Day150: Memahami atau dipahami?

Berusaha memahami setiap orang dengan keunikan karakter mereka terkadang melelahkan. Kalau bertemu dengan teman yang kegilaannya sama, pasti tak perlu banyak waktu untuk menyesuaikan diri. Memang menyenangkan memiliki teman baru, tapi itu berarti kita juga harus siap dengan segala konsekuensinya. Disukai atau dibenci. Inilah yang kulakukan setiap bertemu dengan orang baru. Berusaha memahami. Memahami karakter mereka, bahasa mereka, dan kesukaan mereka.

Sejak lulus SMP, aku sudah tinggal jauh dari rumah. Ayah mendukungku untuk masuk ke sebuah sekolah khusus putri di Jogja, dan karena waktu itu asrama penuh, maka aku memutuskan untuk nge-kost di sebuah kost-kostan putri yang letaknya di samping sekolah. Sebagai anak rumahan yang pendiam dan pemalu, nggak mudah bagiku untuk berinteraksi dan beradaptasi waktu itu. Di kost maupun di sekolah, aku bertemu banyak anak perempuan dari berbagai daerah dengan logat mereka yang unik-unik. Ada yang berasal dari Papua, Jakarta, Kalimantan, Kupang, Jawa Timur, dan masih banyak lagi. Sebagai orang Jawa, aku terbiasa mendengar dan berkata yang halus. Namun ketika bertemu dengan teman dari daerah lain yang berbicara ceplas ceplos dan (menurutku) sedikit kasar, sudah pasti aku butuh penyesuaian. Begitu juga saat bicara tentang kebiasaan-kebiasaan yang mereka bawa dari rumah, pastilah sebagai anak kost yang tinggal satu atap, aku butuh lebih dari sekedar memahami teman-temanku itu. Aku harus menerima mereka, dengan segala keunikannya. Tentu saja akan ada momen-momen salah paham, tersinggung, dan kesal. Tapi ketika kamu tinggal jauh dari rumah, belajar untuk mandiri, di saat itulah kamu tidak punya pilihan lain selain memahami dan menerima lingkungan di mana kamu tinggal.

Aku menghabiskan masa remajaku di Jogja dan bersyukur punya kesempatan bersekolah di sana. Tidak hanya menyelesaikan sekolah menengah atas, tapi juga sampai perguruan tinggi. Jogja adalah kota tempat aku tumbuh. Banyak kenangan dan kesenangan yang tidak terlupakan di sana. Banyak hal-hal baru yang kutemui, yang berusaha kupahami dan kuterima. Keragaman Jogja dengan segala keunikan budaya dan karakter manusia-manusia di dalamnya membuat hidupku semakin kaya.

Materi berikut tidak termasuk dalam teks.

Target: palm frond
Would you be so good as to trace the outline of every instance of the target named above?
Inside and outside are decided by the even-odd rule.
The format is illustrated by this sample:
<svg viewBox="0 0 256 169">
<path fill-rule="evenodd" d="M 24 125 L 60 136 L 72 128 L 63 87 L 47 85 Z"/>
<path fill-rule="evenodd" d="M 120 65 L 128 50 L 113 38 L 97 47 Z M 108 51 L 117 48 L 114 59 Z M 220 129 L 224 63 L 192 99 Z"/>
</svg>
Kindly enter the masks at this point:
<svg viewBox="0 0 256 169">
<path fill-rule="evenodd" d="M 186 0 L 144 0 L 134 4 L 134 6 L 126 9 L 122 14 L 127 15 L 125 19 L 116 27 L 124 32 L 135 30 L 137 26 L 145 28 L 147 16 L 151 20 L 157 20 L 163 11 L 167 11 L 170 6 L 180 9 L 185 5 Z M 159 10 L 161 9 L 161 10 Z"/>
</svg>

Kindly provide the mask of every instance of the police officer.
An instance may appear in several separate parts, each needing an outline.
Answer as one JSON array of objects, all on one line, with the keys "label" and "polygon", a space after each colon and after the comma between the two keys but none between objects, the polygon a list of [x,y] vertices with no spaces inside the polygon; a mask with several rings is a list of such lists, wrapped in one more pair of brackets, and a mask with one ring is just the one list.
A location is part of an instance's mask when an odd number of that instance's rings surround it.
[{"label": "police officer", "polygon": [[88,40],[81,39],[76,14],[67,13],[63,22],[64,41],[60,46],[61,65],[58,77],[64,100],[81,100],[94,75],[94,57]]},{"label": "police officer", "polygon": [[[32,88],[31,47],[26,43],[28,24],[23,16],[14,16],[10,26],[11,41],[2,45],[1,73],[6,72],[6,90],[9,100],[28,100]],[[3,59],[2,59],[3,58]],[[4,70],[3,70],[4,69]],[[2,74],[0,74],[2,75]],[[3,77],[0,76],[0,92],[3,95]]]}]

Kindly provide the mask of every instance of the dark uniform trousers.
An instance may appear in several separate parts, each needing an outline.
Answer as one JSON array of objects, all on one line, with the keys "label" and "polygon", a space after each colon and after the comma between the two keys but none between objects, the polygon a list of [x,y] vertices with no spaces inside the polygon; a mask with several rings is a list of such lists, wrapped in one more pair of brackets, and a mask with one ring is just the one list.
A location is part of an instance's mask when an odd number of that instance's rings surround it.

Begitu menyenangkan tinggal jauh dari rumah, karena di sanalah kita ‘dipaksa’ belajar untuk peka terhadap lingkungan. Peka terhadap karakter orang, budaya setempat, dan bahasa di mana kita tinggal. Dipaksa mungkin tidak enak, tapi jika itu satu-satunya pilihanmu, maka seharusnya itulah yang harus kita lakukan. Toh tidak pernah ada ruginya memahami orang lain, karena setelah kita benar-benar mampu memahami orang lain atau lingkungan sekitar, maka tanpa kita sadari itu akan membawa kita pada kesediaan untuk menerima. Menerima baik dan buruknya karakter, juga sisi positif dan negatifnya pengaruh lingkungan di kehidupan kita. 

Hidup selalu menawarkan pilihan. Bersyukurlah jika saat ini kamu tinggal di lingkungan nyaman dengan teman-teman yang menyenangkan, tetapi toh tetap saja kamu tidak bisa menghindar dari teman-teman yang menurutmu sikap atau karakternya menyebalkan. Kalau saja dunia penuh dengan orang-orang dengan pemikiran atau hobi yang sama, betapa membosankannya. Mungkin itulah kenapa Tuhan selalu menempatkan kita di antara dua tipe teman, yang menyenangkan dan menyebalkan. Unik dan aneh. Dengan begitu kemampuan kita memahami orang lain pun semakin meningkat, seiring dengan kepedulian terhadap lingkungan tempat kita tinggal.

Pertanyaannya adalah, ingin memahami atau dipahami terlebih dulu? Mungkin jawabannya terletak pada kerendahan hati masing-masing individu.